Well, yesterday she climbed on a plane—and left the six of us to embark to the other hemisphere. Her previous record of being away from the kids is 3 days—this trip is 3 weeks. If all goes to plan, she will walk the streets of Paris with a childhood friend for a few days, then bus off on her own to a chalet near a mountain village, and for the rest of the time, do … whatever she wants to.
Having been dragged along by the clock—10 or more daily work deadlines and the mental load of a ridiculous number of drop-off / pick-up times—she has taken no watch. Having written about an article a day, for twenty years, presenting herself as an expert in 100s of subjects, she has no work scheduled.

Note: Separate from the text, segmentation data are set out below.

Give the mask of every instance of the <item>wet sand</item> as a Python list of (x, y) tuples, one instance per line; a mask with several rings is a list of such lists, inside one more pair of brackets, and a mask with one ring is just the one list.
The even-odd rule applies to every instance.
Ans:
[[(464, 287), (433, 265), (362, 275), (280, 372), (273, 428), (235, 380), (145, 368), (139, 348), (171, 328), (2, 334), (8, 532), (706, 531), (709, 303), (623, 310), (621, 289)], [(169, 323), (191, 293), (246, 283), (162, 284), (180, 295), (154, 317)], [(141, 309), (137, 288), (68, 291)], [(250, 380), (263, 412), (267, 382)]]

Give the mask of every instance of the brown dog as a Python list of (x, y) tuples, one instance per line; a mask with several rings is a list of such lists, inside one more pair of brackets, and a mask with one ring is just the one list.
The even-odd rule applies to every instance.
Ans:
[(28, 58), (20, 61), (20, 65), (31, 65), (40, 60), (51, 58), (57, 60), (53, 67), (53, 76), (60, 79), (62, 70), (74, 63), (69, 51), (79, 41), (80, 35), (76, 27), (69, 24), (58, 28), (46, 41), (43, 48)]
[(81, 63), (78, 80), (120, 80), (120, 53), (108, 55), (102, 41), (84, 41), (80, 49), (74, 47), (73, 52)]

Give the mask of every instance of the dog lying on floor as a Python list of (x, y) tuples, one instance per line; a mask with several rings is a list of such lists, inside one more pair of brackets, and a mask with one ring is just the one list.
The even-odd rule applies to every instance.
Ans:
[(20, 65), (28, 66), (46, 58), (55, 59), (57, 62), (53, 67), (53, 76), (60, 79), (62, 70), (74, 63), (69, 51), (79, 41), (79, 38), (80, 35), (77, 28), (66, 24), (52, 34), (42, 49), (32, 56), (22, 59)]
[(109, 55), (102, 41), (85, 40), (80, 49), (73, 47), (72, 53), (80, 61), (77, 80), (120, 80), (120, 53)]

How has she coped with having 5 kids, a husband who hit bottom emotionally in the middle of it all, and being the main breadwinner for the last 2 years?
She hasn’t really.
Though I’ve got better at genuine gender equality in the home, the entire run has broken her again and again. She’d whimper at times, “I don’t have the luxury of burning out—but I am burnt out.” In the midst of all this, I have watched her soldier on, become her own person, find her own voice, hold on to her faith, and multiply day after day the few fish and bread-loaves she had left in herself to care for and guide so many of us.
Most mindblowing to me—she has held to her commitment to do something for herself, by pulling this high-altitude adventure seemingly out of thin air. To afford it, she worked one or two all-nighters per week for the last few months. This trip may be God’s gift to her, but it is also something she has earned.
My prayer, today, is that not only will this be a time of beauty and comfort, rest and joy for her, but it will mark the end of an elongated season of giving out more of herself than is humanly possible, and will usher in a new era of being able to care for herself, first. Like the mother who is instructed by the flight attendant to put the air mask on her own face first, Julie so needs this deep, deep breath of Alpine air, and, when she returns, a lifestyle that sustainably allows more air in her lungs more of the time. God has already answered—at the last moment!—our prayer for her Visa, so I am sure he will answer this one, too.
We’re with her vicariously—my kids are even trying to speak French to each other. However, just one day in, we are already missing her madly. At bedtime, the youngest cried for an hour, mumbling tear-drenched syllables (which happens to be the French version of the word) “Maman … maman!”
At 4:47 this morning she sent me a pic of herself in transit at the Dubai airport, and also this message: “Tell Ivy and Sam that I have just ordered them tuc today”—somehow this item had evaded her when she created the 15 page small print doc for me, a materialization of her crazy mental load, detailing daily instructions for the entire time she is away.
Happy Mother’s Day Julie. I know other husbands say this of their wives, too, but I think my saying it may be the absolute truth—you are the best woman, wife and mother in the world.